昨日はMPOの定期。ハーディング指揮でマーラーの5番でした。これまで出張や急用で何度も聴き逃してきたハーディングの指揮にようやく接することができました。マーラーの5番は実演でも録音でもかなり聴いているので、初ハーディングを評価するにはうってつけの演目でした。

ハーディングは録音ではブラームスの3番と4番、マーラーの4番、幻想を持っていますが、どれも真面目で堅い印象です。特にスウェーデン放送響を振った幻想は色々実験的なことをやって意欲的ですが、どうにも自然ではなく面白みが無い印象でした。

さてマーラーの5番ですがやはり印象通り真面目で堅かったです。原因は実演だからこそ理解できたのですが、彼の指揮にありました。バトンテクニックは素晴らしく、振った様子がちゃんと音になって現れていました。MPOは集中力が高く、反応が良かったです。しかし、振れてしまうからこそ振りすぎてしまっていてオケが棒の打点に引っ張られすぎてしまっていました。1楽章はかなり練り込んだ印象で良い出来でしたが、支離滅裂な2楽章はまとまりすぎて面白みに欠け、3楽章は3拍子をキッチリ振るので流れが悪く重くなってしまっていました。4楽章は最初から最後まで棒を使っていたのでやはり拍子に引っ張られてしまっていました。

対抗配置にしたり、最近多いですが3楽章でホルンのソロを立たせたりしてましたがどちらも効果をさほど感じられませんでした。師匠のアバドのように凝っているけど何のために?という感じでちょっと策に溺れているかのようでした。

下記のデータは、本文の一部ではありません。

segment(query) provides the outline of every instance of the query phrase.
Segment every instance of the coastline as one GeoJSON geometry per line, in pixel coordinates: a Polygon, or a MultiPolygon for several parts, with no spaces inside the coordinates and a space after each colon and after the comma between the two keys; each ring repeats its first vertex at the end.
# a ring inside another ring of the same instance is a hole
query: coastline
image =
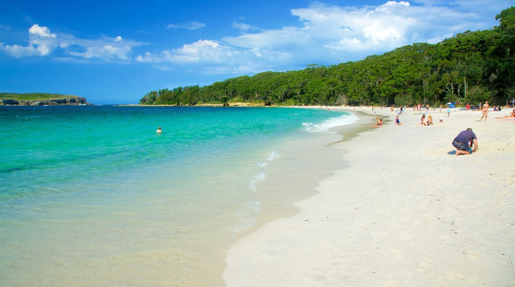
{"type": "Polygon", "coordinates": [[[227,285],[515,283],[515,123],[494,118],[511,109],[486,122],[477,111],[407,110],[403,125],[398,109],[356,110],[388,121],[330,145],[349,166],[296,202],[295,215],[241,237],[227,285]],[[434,125],[419,125],[422,114],[434,125]],[[478,150],[455,156],[451,142],[469,127],[478,150]]]}

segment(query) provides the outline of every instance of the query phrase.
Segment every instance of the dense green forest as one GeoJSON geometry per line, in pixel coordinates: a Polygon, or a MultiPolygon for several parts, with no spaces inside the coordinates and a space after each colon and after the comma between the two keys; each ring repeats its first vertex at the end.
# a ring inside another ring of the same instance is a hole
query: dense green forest
{"type": "Polygon", "coordinates": [[[436,44],[416,43],[357,62],[267,71],[199,86],[153,91],[140,104],[413,105],[457,101],[496,104],[515,96],[515,7],[500,25],[436,44]]]}
{"type": "Polygon", "coordinates": [[[77,96],[60,95],[59,94],[45,94],[44,93],[27,93],[16,94],[14,93],[0,93],[0,100],[12,99],[17,101],[45,101],[63,98],[78,98],[77,96]]]}

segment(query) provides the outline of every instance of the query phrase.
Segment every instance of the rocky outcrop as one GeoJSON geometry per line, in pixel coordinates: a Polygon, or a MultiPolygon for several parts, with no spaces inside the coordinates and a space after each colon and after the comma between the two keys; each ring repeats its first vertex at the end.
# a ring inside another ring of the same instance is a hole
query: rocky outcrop
{"type": "Polygon", "coordinates": [[[3,99],[0,104],[5,105],[57,105],[93,104],[86,101],[83,97],[53,99],[44,101],[16,101],[12,99],[3,99]]]}

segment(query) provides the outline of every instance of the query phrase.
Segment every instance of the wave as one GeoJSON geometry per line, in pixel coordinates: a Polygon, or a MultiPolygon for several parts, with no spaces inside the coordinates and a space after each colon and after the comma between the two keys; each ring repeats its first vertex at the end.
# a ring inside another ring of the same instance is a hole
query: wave
{"type": "Polygon", "coordinates": [[[331,118],[324,121],[321,123],[316,124],[311,122],[303,122],[304,129],[306,131],[314,132],[327,132],[331,128],[352,124],[358,120],[357,116],[353,114],[346,114],[336,118],[331,118]]]}

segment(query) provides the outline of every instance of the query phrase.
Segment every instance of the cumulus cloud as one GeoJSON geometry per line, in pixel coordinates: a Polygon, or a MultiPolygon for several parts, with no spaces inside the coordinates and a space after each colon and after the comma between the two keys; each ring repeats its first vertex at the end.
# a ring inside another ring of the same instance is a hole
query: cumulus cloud
{"type": "Polygon", "coordinates": [[[145,43],[126,40],[121,36],[114,38],[103,37],[98,40],[77,38],[72,35],[59,35],[46,27],[34,24],[29,30],[27,46],[2,45],[2,49],[16,58],[27,56],[46,56],[60,49],[65,54],[85,59],[97,58],[105,61],[129,61],[132,48],[145,43]]]}
{"type": "Polygon", "coordinates": [[[34,24],[29,29],[29,44],[23,46],[19,45],[2,46],[8,53],[16,58],[26,56],[46,56],[59,44],[57,35],[50,32],[46,27],[34,24]]]}
{"type": "MultiPolygon", "coordinates": [[[[161,68],[190,67],[206,74],[284,70],[312,63],[357,60],[413,43],[438,43],[467,30],[488,29],[496,23],[495,14],[509,6],[510,1],[453,0],[452,6],[444,0],[385,1],[381,5],[359,7],[313,2],[290,10],[298,20],[295,25],[261,29],[240,17],[232,23],[235,34],[204,37],[160,51],[142,50],[135,58],[135,48],[148,43],[120,36],[79,39],[37,24],[29,30],[26,46],[0,44],[0,47],[18,57],[48,56],[59,50],[72,58],[135,59],[161,68]]],[[[166,28],[193,30],[205,26],[191,22],[166,28]]]]}
{"type": "MultiPolygon", "coordinates": [[[[260,71],[280,65],[359,60],[413,43],[438,43],[467,29],[490,28],[491,22],[477,24],[485,18],[479,10],[487,0],[472,1],[480,5],[475,11],[471,11],[468,0],[456,0],[452,7],[441,0],[387,1],[359,7],[317,2],[290,10],[299,20],[296,26],[259,30],[241,18],[232,23],[242,32],[239,35],[199,40],[158,54],[146,53],[136,60],[204,64],[225,72],[228,69],[213,65],[232,65],[234,70],[244,66],[246,70],[260,71]]],[[[495,13],[491,14],[493,19],[495,13]]],[[[183,25],[169,28],[184,28],[183,25]]]]}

演奏はとてもまとまっていましたし、何より彼のバトンテクニックは素晴らしかったですが、出てくる音楽は自然ではなく面白みに欠けたものでした。こればかりは仕方ないですね。マーラーはもっと本能的で人間味のある音楽じゃなければ私は受け付けないですね。ハーディングの音楽は譜面に書いてあるのをちゃんと指揮で表現しているのですが、どうにも機械的でした。何だったら向いているかなぁと思いましたが、ちょっと思い当たりません。コンチェルトの伴奏は上手いでしょうか。